The George R.R. Martin Approach to Writing
Every year for the past decade fans of the A Song of Ice and Fire book series have been asking impatiently, “When is the next book coming out?” In 2012 the fifth book in the series, A Dance with Dragons, was released.
I read the book when it came out, as I read the previous four books when I discovered their appeal. Book 3, A Storm of Swords, had some incredible storytelling elements (reading the interweaving plots that culminate in the red wedding is far better than watching it). Books 4 and 5 fell flat however. Why?
What is it about George R.R. Martin’s writing that just doesn’t hold up after 5,000 pages of reading?
The Answer is George’s Style
George tells stories from the third person. When he writes a character he writes from the perspective of an omniscient being that knows everything that is happening. George lets the third person go in to his characters heads. We, the readers, always know what the character is thinking and feeling. This internal monologue is what Marting loves writing.
He has said on more than one occasion that he writes from the William Faulkner perspective. Faulkner is famous for saying “The only thing worth writing about is the human heart in conflict with itself.” Martin writes to show us interesting character’s internal conflicts. There are good and bad results of this.
It is good because he makes the characters more real. By making the characters more real his fantasy universe becomes more real. We the readers are better able to imagine this world because the characters might as well be real people. Fantasy, like all forms of fiction, must be grounded in reality to be believable.
As a result, the actions the characters take seem equally believable. We know why they do what they do and it is all consistent with the histories of those characters. The plot flows believably because of this.
The Problem With George’s Style
George has said on many occasions that authors usually fall in to one of two camps predominantly. The first camp is the architects. They like to plot and outline a story, then they outline the scenes of the story, then they fill in the words. The story is written at the outline, only the words need to be written to fill the pages.
The second camp is the gardeners. Gardeners plant the seeds (their characters) water them (with conflict) and see what sprouts naturally from the type of seed they have planted. They don’t know the plot or the ending because at each stage they ask, “What would this character think and do and react to others?”
George is of the second camp.
Is it any wonder Martin takes years to write stories? He doesn’t know what he is going to write when he sits down to work.
But the length between books isn’t the only problem with his style by a long shot.

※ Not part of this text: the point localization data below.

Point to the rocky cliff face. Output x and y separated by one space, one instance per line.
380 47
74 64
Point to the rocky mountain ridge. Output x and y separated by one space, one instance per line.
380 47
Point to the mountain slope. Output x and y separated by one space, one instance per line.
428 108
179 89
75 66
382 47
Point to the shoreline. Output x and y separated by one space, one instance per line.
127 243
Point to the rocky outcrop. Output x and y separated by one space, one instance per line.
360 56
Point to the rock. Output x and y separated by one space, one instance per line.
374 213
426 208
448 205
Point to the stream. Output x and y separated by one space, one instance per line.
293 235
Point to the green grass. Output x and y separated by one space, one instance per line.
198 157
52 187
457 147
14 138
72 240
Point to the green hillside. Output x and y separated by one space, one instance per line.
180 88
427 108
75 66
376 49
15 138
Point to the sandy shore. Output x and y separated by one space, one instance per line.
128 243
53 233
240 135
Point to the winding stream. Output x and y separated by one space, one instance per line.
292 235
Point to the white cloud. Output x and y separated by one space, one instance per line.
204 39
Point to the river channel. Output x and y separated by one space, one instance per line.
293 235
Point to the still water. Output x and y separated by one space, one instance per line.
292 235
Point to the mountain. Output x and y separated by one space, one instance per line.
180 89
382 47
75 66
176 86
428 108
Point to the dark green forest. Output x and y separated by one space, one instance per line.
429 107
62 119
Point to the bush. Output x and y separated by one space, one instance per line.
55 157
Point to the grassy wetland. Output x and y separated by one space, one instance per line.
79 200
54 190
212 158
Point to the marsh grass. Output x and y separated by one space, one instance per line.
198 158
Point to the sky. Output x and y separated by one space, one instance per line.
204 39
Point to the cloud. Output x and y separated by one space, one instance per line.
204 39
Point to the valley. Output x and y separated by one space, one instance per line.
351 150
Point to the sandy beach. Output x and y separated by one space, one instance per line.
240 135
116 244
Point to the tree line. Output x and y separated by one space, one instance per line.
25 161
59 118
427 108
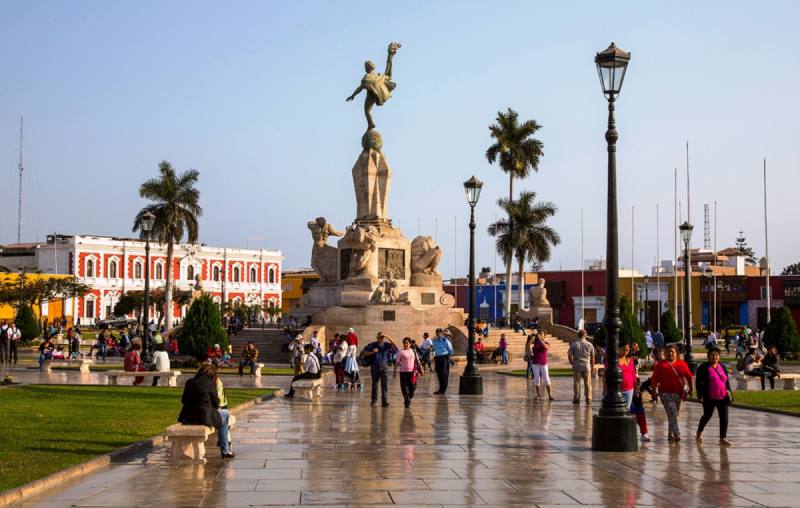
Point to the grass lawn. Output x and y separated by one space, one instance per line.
783 400
46 428
557 372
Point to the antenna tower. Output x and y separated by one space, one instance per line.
19 206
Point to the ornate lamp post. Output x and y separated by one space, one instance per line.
147 226
613 427
471 382
686 236
646 302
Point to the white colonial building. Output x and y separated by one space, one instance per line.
111 266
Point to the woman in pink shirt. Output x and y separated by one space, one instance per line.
408 364
714 391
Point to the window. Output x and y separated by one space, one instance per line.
88 310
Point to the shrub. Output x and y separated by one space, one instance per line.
202 328
27 323
781 332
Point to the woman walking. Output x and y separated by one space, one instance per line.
408 364
714 391
672 381
541 374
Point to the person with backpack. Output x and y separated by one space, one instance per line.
378 353
672 382
714 392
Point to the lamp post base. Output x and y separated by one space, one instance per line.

He has characters that go nowhere. The best example of this in A Dance with Dragons is the character Quentyn Martell. He wasn’t in any of the previous four books. In this book he is introduced as a prince seeking to marry one of the most prominent characters, Daenarys.
Martin introduces the character, spends four chapters writing his brief journey, and ultimately has a pair of dragons burn him alive. His was a boring tale that took up 80 or so pages in a 1,200 page book. The only interesting thing about him was how he died. We could’ve read only his ending and been better for it.
By writing in this style Martin has no clear end in sight. No climax, no denouement, no epilogue, no nothing. He has written from the perspectives of every warring group on a continent locked in war. Even when the war ends it won’t be over. Then there will be the revenge tales, the loose ends, the gilded lovers, etc… Martin could jump his story ahead five years (something he planned to do but abandoned) and he wouldn’t be any closer to finishing the story.
A Dance with Dragons and its predecessor A Feast for Crows were major flops in the critical sense. Many characters were introduced. No characters stories were any closer to a conclusion. And that’s after a combined 2,000 pages.
George’s Style is Feminine
Martin writes of the internal conflict raging in his character’s hearts. He writes their fears, insecurities, griefs, determination, inspiration,…so many emotions. So many words, yet nothing happens. It’s like he is writing a teenage girls diary, only the girl was married to an abusive king of a fantasy kingdom.
Masculine writing doesn’t bother with so many emotions. Men are judged and defined by their actions. We, the readers, don’t need to know their fear of failure and their determination to succeed which ultimately wins out. We just want to know what they do, how they do it, and why they did it. Save the conflicting emotions for Oprah’s book club.
Martin has said that he takes as inspiration J.R.R. Tolkien. Can you imagine reading of Sam’s internal conflicts? “He wanted to save Mr. Frodo, but he also wanted to give up. Also he was worried about getting caught. But he was determined because he loved his friend.” Tolkien would never write something this horrible.
Tolkien has his characters do things. We don’t need to hear every emotion that goes through his character’s heads. When the time comes Sam kills the orcs, saves his friend, and they continue their mission. We can imagine their emotions through their actions.
So much of the best fiction has very little internal dialog for men. It is nearly void in the Conan stories, Outlaws of the Marsh, and Romance of the Three Kingdoms just to name a few.
By contrast internal dialog is frequent in most anime, which is not a good place to look for masculine characters as we will later see..
Martin’s writing is more suited to women, who want to know the internal struggle. Men want to know the eternal actions. Actions make the man. We know this in reality, and the best fiction is always grounded in reality.